Ondas de aviões americanos sobrevoaram a ilha Hachijō mas como os enormes bombardeiros B-29 atingiam uma altitude próxima dos 10 mil metros, a artilharia japonesa decidiu não lançar um único obus já que o seu alcance só atingia os 7 mil metros como José Ernesto avisou aos seus superiores. Esta medida conseguiu proteger a população da ilha de um ataque aéreo. O batalhão do qual José Ernesto participava só viu passar as esquadras norte-americanas, deixando mais de 60 cidades japonesas destruídas.
Em março de 1945, Tóquio foi alvo de um dos ataques mais intensos e destrutivos de toda a Segunda Guerra Mundial. Mais de 300 bombardeiros B-29 deixaram um quarto da capital arrasada e fumegante com as suas bombas incendiárias de napalm. As bombas destruíram mais de um milhão de casas e as chamas deixaram a cidade em cinzas. O mais terrível deste ataque aéreo foi que mais de 100 mil pessoas morreram, um número ainda superior ao das vítimas das bombas atómicas lançadas em Agosto sobre as cidades de Hiroshima e Nagasaki.

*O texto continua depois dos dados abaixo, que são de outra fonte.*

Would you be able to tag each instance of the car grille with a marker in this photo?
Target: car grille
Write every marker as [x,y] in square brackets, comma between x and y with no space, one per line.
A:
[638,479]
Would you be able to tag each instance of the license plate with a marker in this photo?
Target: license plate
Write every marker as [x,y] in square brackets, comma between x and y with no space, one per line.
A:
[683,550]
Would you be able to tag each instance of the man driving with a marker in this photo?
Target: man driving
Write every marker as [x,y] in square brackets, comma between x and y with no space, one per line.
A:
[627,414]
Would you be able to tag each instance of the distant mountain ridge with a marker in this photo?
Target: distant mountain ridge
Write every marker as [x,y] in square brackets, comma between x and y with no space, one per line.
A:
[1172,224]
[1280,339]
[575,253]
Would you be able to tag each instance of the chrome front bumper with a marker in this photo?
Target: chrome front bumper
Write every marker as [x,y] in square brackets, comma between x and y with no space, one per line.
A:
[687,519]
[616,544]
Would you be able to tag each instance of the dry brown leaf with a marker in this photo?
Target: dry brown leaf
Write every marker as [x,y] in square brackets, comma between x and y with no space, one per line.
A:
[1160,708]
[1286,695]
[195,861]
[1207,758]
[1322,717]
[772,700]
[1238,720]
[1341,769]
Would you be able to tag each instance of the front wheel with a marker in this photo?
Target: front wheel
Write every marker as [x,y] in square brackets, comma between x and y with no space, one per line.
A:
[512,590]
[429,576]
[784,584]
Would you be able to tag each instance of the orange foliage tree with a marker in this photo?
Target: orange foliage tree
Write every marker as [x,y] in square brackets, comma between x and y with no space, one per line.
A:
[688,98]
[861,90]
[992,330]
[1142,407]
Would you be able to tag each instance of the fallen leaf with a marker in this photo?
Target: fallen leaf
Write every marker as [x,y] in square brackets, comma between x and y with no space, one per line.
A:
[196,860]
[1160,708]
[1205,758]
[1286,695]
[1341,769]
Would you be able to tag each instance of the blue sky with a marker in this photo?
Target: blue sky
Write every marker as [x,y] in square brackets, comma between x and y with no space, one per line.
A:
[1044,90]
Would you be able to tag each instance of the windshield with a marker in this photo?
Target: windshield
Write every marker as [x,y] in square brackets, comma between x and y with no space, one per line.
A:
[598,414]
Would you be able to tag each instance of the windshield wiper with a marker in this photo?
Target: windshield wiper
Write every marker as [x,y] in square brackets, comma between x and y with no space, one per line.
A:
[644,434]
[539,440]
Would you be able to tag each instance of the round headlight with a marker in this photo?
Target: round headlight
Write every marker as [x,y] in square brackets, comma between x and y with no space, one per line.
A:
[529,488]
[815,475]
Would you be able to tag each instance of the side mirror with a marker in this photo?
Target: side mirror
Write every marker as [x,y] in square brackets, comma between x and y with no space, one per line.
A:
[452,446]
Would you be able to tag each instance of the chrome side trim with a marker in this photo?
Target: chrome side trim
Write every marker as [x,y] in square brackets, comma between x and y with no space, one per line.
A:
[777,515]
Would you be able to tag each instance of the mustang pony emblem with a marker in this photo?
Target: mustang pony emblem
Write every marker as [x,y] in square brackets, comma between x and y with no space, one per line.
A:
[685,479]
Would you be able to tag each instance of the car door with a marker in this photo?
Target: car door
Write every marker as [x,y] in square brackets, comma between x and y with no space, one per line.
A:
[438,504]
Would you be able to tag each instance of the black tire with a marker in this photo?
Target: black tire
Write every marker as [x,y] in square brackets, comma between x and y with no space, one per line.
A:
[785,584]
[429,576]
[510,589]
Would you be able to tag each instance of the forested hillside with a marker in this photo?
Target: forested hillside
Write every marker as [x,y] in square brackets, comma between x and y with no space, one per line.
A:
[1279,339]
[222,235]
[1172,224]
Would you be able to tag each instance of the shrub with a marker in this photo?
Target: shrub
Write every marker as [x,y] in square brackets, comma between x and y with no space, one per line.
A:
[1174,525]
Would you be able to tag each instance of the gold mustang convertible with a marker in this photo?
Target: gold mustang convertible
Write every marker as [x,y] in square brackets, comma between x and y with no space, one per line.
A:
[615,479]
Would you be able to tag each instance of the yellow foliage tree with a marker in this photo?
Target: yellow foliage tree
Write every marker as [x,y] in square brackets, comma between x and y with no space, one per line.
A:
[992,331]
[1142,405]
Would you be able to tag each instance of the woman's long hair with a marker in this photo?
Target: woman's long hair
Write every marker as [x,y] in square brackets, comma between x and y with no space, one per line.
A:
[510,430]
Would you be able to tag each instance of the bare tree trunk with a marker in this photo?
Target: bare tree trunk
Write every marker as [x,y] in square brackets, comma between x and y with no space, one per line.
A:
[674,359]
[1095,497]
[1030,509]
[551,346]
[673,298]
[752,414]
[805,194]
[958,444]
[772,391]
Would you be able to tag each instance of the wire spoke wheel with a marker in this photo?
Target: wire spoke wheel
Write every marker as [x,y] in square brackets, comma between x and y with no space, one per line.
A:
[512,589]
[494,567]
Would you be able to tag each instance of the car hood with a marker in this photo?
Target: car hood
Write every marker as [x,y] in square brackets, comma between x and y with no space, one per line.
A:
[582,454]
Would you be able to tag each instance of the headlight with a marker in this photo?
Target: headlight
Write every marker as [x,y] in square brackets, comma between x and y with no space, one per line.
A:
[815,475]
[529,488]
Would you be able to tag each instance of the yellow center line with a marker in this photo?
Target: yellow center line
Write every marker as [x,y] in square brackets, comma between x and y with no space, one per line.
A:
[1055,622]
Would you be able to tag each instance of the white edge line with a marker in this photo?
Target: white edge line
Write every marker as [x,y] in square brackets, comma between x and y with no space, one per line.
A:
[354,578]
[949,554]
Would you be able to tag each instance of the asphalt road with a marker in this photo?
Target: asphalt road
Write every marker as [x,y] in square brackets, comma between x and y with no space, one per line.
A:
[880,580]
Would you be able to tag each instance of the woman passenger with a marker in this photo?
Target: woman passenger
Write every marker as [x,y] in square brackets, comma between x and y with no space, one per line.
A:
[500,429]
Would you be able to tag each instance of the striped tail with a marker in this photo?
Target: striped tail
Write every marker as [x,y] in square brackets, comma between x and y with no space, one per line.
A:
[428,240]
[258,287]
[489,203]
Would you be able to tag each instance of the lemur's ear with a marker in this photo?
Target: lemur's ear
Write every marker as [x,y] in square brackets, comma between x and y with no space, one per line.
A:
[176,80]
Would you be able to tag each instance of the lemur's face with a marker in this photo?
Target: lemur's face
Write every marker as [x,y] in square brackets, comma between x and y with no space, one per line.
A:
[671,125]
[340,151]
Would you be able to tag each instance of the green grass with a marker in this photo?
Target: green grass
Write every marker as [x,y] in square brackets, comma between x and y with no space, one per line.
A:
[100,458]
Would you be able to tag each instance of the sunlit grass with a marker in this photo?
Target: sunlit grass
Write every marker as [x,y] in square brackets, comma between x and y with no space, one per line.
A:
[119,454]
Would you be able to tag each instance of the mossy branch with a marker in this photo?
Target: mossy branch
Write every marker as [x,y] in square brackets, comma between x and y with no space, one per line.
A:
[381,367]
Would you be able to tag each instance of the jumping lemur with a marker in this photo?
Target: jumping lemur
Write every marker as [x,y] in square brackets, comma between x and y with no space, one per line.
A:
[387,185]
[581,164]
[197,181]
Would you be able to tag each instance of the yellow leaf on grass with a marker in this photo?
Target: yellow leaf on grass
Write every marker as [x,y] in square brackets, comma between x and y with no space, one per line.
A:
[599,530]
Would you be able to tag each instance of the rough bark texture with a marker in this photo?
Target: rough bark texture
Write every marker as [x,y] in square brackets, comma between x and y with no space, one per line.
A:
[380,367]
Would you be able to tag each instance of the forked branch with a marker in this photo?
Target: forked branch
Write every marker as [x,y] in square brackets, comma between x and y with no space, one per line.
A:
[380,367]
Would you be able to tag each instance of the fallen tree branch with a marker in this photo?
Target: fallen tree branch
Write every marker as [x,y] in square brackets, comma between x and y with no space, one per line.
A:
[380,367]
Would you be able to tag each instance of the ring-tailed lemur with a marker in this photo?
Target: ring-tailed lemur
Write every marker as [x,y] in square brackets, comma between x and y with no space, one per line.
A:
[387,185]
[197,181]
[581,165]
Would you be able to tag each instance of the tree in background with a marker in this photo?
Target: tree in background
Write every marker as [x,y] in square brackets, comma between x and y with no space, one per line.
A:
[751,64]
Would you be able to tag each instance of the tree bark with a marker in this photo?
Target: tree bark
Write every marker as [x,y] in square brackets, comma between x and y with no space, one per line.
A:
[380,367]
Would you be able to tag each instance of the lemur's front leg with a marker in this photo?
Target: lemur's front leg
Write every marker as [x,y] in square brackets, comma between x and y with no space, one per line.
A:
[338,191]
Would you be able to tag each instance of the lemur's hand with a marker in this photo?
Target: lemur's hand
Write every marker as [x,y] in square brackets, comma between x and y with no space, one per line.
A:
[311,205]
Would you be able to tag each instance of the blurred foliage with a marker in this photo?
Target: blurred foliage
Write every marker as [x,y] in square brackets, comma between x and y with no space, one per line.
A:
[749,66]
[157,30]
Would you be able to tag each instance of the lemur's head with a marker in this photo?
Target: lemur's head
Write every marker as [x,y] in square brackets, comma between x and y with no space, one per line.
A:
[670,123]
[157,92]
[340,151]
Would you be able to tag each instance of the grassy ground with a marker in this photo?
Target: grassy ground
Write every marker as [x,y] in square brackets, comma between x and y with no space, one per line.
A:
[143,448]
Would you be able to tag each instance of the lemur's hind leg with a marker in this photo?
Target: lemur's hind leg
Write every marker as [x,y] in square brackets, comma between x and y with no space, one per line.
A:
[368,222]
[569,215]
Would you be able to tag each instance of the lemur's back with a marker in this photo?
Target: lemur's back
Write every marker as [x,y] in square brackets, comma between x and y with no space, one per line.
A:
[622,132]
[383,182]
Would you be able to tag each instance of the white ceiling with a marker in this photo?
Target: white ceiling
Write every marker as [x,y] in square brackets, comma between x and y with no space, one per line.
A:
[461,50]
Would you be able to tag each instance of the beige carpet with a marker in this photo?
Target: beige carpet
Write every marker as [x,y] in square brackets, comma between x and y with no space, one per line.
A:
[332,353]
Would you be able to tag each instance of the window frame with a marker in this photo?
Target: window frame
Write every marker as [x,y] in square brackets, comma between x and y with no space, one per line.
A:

Jesus Akachi, filho de imigrantes japoneses nascido no México e que na época estava a mais de 200 quilômetros da capital, na cidade de Chikuma, província de Nagano, lembrou que o brilho das chamas que devastaram Tóquio foi possível ver até aquele lugar para onde as crianças foram enviadas para protegê-las antes dos ataques aéreos.
As forças armadas japonesas, apesar da derrota iminente, não estavam dispostas a se render em hipótese alguma. O exército japonês começou a preparar toda a população civil para se alistar no iminente desembarque do exército norte-americano. Além disso, José Ernesto foi incumbido de organizar a população local da ilha para a produção de alimentos derivados do gado leiteiro e das atividades pesqueiras.
Em 15 de agosto de 1945, José Ernesto ouviu no rádio a rendição do Japão na voz do imperador Hirohito. Os comandantes militares desta unidade, no mês de setembro, entregaram as suas armas às forças militares norte-americanas que ocupavam a ilha. De volta a Tóquio, José Ernesto, apesar de saber da destruição de Tóquio, surpreendeu-se ao encontrar apenas ruínas que o impossibilitaram de reconhecer o local onde morava.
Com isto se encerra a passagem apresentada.